Glas lässt sich vollständig wiederverwerten. So besteht jede Flasche im Schnitt zu 60 Prozent aus Altglas, bei einigen Farben sogar zu 90 Prozent. Glas lässt sich beliebig oft einschmelzen. Bundesweit gibt es für die privaten Haushalte rund 300.000 Sammelcontainer. Auch in der Industrie werden Scherben eingesetzt. Die Produzenten von Flachglas mischen etwa 20 Prozent Scherben bei, bei Wirtschaftsglas bis zu 40 Prozent. Pro zehn Prozent Scherbeneinsatz reduziert sich die Schmelzenergie des Gemenges um drei Prozent. Insgesamt werden in Deutschland im Jahr rund zwei Millionen Tonnen Altglas gesammelt.

Die Modulhersteller geben ihren Glasbruch an spezialisierte Entsorger ab. Das gilt auch für Recyclinganlagen in Freiberg für Siliziummodule und Frankfurt (Oder) für Cadmiumtellurid-Module. Hier werden Module zerkleinert, chemisch gereinigt und die Scherben anschließend gewaschen.
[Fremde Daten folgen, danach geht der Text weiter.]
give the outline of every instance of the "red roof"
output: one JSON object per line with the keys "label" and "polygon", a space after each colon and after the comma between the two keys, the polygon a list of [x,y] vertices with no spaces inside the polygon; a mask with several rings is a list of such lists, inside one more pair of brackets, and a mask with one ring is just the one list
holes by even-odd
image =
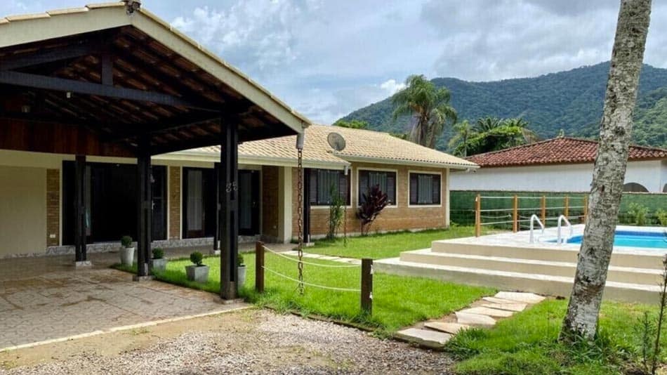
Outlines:
{"label": "red roof", "polygon": [[[559,137],[515,147],[468,157],[480,166],[593,163],[597,153],[593,140]],[[630,146],[630,160],[667,159],[667,150]]]}

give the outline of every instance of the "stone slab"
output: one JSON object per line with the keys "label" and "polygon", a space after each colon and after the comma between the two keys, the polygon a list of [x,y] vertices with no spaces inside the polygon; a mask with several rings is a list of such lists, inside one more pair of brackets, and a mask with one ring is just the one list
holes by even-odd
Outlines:
{"label": "stone slab", "polygon": [[487,302],[491,302],[491,303],[524,303],[523,302],[518,302],[510,299],[498,298],[496,297],[483,297],[482,299]]}
{"label": "stone slab", "polygon": [[429,348],[442,348],[452,337],[449,334],[418,328],[408,328],[396,332],[395,336],[407,341]]}
{"label": "stone slab", "polygon": [[461,311],[456,312],[456,320],[459,324],[481,327],[493,327],[496,325],[496,320],[489,315],[470,314]]}
{"label": "stone slab", "polygon": [[484,303],[482,305],[489,308],[497,308],[518,312],[519,311],[523,311],[528,305],[525,303]]}
{"label": "stone slab", "polygon": [[514,312],[511,311],[489,308],[466,308],[461,310],[461,312],[466,314],[479,314],[480,315],[487,315],[493,317],[509,317],[514,315]]}
{"label": "stone slab", "polygon": [[455,335],[461,331],[468,329],[470,327],[466,324],[459,324],[458,323],[448,323],[446,322],[426,322],[424,327],[431,329],[435,329],[441,332],[445,332]]}
{"label": "stone slab", "polygon": [[539,303],[544,301],[544,297],[534,293],[522,293],[518,291],[498,291],[494,296],[498,298],[510,299],[525,303]]}

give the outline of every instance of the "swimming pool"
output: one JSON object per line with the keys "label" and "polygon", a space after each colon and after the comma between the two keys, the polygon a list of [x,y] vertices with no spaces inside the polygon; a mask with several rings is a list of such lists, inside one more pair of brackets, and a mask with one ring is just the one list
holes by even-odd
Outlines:
{"label": "swimming pool", "polygon": [[[581,244],[582,235],[573,236],[568,244]],[[614,246],[647,247],[667,250],[665,234],[661,232],[635,232],[616,230],[614,236]],[[555,241],[554,241],[555,242]]]}

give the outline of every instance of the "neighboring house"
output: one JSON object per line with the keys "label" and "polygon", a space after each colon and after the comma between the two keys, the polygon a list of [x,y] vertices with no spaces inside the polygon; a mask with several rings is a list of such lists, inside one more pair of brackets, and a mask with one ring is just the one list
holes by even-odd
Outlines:
{"label": "neighboring house", "polygon": [[[331,132],[345,138],[342,151],[329,145]],[[239,235],[248,239],[289,242],[298,235],[296,143],[296,136],[290,136],[239,145]],[[29,223],[23,232],[43,244],[15,238],[15,246],[0,246],[0,258],[43,254],[45,249],[49,254],[73,251],[74,159],[73,155],[0,150],[0,222]],[[220,160],[219,146],[152,157],[154,246],[213,243],[214,166]],[[134,237],[136,162],[88,157],[84,195],[88,251],[116,247],[126,234]],[[326,233],[332,183],[345,191],[349,233],[359,232],[355,216],[359,197],[371,184],[379,184],[391,202],[371,232],[447,227],[449,171],[477,167],[385,133],[322,125],[305,130],[303,166],[305,197],[310,204],[305,210],[305,221],[310,222],[305,232],[314,237]],[[4,232],[0,237],[16,235]]]}
{"label": "neighboring house", "polygon": [[[597,143],[560,137],[469,157],[479,169],[454,174],[452,190],[588,192]],[[667,150],[630,146],[624,190],[667,192]]]}

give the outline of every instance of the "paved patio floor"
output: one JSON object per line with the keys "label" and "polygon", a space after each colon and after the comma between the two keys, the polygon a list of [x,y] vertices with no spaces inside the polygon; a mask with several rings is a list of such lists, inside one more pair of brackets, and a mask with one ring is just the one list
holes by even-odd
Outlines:
{"label": "paved patio floor", "polygon": [[131,275],[108,268],[118,256],[89,254],[93,267],[79,269],[73,256],[0,260],[0,350],[246,305],[161,282],[133,282]]}

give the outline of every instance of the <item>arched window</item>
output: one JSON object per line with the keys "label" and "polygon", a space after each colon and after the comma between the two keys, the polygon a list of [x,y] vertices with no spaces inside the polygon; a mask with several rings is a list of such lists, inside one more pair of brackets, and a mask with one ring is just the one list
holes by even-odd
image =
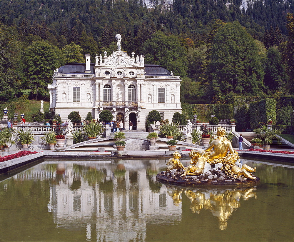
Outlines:
{"label": "arched window", "polygon": [[111,101],[111,87],[110,85],[106,84],[103,87],[103,101]]}
{"label": "arched window", "polygon": [[128,89],[128,99],[129,102],[136,102],[137,101],[136,96],[136,87],[134,85],[130,85]]}

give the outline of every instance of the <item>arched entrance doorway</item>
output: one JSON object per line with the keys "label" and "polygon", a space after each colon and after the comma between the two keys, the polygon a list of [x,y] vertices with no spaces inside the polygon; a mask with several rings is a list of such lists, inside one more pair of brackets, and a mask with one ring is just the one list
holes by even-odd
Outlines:
{"label": "arched entrance doorway", "polygon": [[121,121],[122,121],[123,123],[123,127],[125,128],[124,119],[123,118],[123,114],[121,113],[118,113],[116,114],[116,123],[118,122],[119,123],[120,123]]}
{"label": "arched entrance doorway", "polygon": [[129,121],[133,123],[133,130],[137,130],[137,119],[136,114],[134,113],[131,113],[129,115]]}

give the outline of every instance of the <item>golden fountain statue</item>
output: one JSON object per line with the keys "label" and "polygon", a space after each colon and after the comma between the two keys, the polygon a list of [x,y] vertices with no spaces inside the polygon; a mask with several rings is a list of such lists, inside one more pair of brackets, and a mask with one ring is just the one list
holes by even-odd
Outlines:
{"label": "golden fountain statue", "polygon": [[[248,184],[248,180],[257,182],[259,181],[258,178],[250,173],[255,172],[256,167],[253,168],[246,164],[241,166],[240,156],[227,138],[225,130],[222,127],[218,128],[216,137],[206,150],[201,152],[192,150],[189,154],[191,165],[185,167],[180,161],[181,154],[178,151],[175,152],[173,158],[167,164],[166,171],[159,173],[157,178],[161,181],[185,186],[191,185],[193,182],[198,185],[207,183],[210,181],[209,184],[236,184],[246,182]],[[211,165],[218,164],[217,167],[220,168],[206,170],[206,164],[211,168]],[[191,178],[193,180],[190,180]],[[183,184],[185,183],[188,184]]]}

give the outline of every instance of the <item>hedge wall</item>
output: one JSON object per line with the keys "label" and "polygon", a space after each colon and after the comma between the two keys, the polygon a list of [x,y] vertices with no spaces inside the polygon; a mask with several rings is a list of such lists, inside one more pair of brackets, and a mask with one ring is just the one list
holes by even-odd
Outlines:
{"label": "hedge wall", "polygon": [[266,123],[268,119],[276,121],[275,101],[274,99],[266,98],[250,103],[249,115],[251,128],[255,128],[260,122]]}
{"label": "hedge wall", "polygon": [[[15,105],[14,104],[0,104],[0,113],[1,113],[1,116],[3,118],[3,114],[4,114],[3,110],[5,108],[7,108],[8,111],[7,114],[8,115],[9,118],[13,118],[14,117],[13,114],[14,113],[15,111]],[[19,114],[19,116],[20,117],[20,114]]]}
{"label": "hedge wall", "polygon": [[197,114],[201,122],[208,123],[211,115],[218,119],[232,119],[233,114],[233,105],[220,104],[182,104],[182,108],[193,119]]}

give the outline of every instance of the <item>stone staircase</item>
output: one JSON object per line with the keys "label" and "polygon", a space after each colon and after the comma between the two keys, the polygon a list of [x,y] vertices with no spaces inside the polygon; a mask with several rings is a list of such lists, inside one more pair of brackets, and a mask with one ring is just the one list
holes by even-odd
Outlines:
{"label": "stone staircase", "polygon": [[[242,137],[250,143],[252,139],[256,137],[256,135],[253,132],[244,132],[239,133],[242,134]],[[292,146],[283,141],[281,141],[281,143],[282,143],[282,144],[279,144],[278,143],[277,139],[273,139],[273,143],[270,145],[270,148],[271,149],[293,148]]]}
{"label": "stone staircase", "polygon": [[[133,132],[128,131],[126,132],[125,135],[126,138],[141,138],[146,139],[147,137],[148,133],[148,132],[137,132],[137,131],[133,131]],[[110,139],[108,140],[100,140],[99,141],[94,141],[93,142],[88,143],[84,144],[81,145],[77,146],[71,149],[66,150],[67,151],[96,151],[98,150],[99,147],[104,147],[105,151],[113,151],[116,150],[116,148],[113,148],[113,146],[115,141],[113,139],[114,136],[113,133],[111,133],[110,134]],[[156,141],[156,143],[158,145],[158,149],[154,151],[165,151],[168,150],[167,145],[166,144],[166,141],[161,140],[160,138]],[[186,149],[190,150],[200,149],[200,148],[197,148],[191,146],[187,146],[184,144],[182,144],[180,143],[181,141],[179,141],[178,144],[177,145],[176,149],[178,150],[178,147],[180,146],[184,146]]]}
Mit Selen oder Cadmium beschichtetes Solarglas darf allerdings nicht in die Floatlinie gemischt werden. Selen färbt das Glas rötlich. Cadmium bleibt in Filtern hängen, belastet damit die Floatlinie und darf natürlich auch nicht in Flaschen als Verpackung für Lebensmittel gelangen. Deshalb werden mit Cadmiumsulfid oder Cadmiumtellurid beschichtete, ungereinigte Glasscherben als Baustoff verwendet, um Deponien zu versiegeln. Das Kupfer und das Indium aus CIS-Modulen sind wegen ihrer geringen Mengen unbedenklich.